Refactoring Singletons Out of the Code
This morning I've spent a good deal of time factoring out the Singleton nature of the processing out application is doing. Rather than have singletons with thread-safe data structures, it's very simple to make a clear delineation of the loading, processing, and persistence phases of the app, and then apply thread pools where appropriate to work on the data in a parallel fashion without having to lock a single thing. It's a simple processing problem with a queue built into the thread pool doing the work.
Once all the work is done, we can then run the aggregation steps that cut across the data, in a single thread so as not to cause problems there as well. It's not rocket science, and I spent the vast majority of my time trying to unravel the code written for the atomic and immutable classes, but that's partly because of my unfamiliarity with the classes, and partly because it's a complete mess and looks nothing like the native ruby containers.
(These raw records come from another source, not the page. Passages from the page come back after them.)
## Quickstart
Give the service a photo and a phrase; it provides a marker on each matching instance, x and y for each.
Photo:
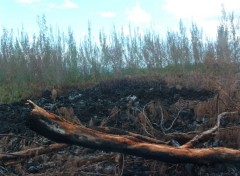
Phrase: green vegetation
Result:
(47, 59)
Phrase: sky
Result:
(157, 15)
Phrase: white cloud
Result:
(27, 1)
(108, 14)
(198, 10)
(67, 4)
(137, 15)
(70, 5)
(204, 12)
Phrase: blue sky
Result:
(159, 15)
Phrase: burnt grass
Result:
(115, 103)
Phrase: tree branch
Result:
(57, 129)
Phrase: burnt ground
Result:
(128, 104)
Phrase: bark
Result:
(59, 130)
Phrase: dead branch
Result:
(60, 130)
(206, 134)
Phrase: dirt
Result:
(118, 104)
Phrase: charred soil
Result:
(149, 108)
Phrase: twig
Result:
(205, 135)
(23, 137)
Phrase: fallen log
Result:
(59, 130)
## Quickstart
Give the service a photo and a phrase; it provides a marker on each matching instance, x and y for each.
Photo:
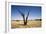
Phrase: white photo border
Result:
(8, 17)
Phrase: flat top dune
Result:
(30, 24)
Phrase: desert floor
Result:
(30, 24)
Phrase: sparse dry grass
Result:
(30, 24)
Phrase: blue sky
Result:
(35, 12)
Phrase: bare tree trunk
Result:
(25, 21)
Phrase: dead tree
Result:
(22, 14)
I'm glad it done - all in a branch and I've sent a pull request for debate. I think it's the right thing to do simply because of the simplification in the code and containers. The data flow is cleaner, and it'll be far clearer where to add in new functionality. It's really much better code.
UPDATE: I decided that I needed to have some sense of real measurement of the difference, so I added in a quick timing of the core of the code - the augmentation and matching. What I found was that the new, atomic and immutable-free way of doing things is significantly faster:
processed 4605 merchants in 30310.0 ms = 6.5820 ms/merchant
for the old, atomic and immutable data way, and:
processed 4605 merchants in 6198.0 ms = 1.3459 ms/merchant
with the cleaner, clearer, no-atomics and no-immutables way. So there's a real difference. True, the total runtime is hardly different, but that's because it's really being dictated by I/O, and we can't do a lot about that.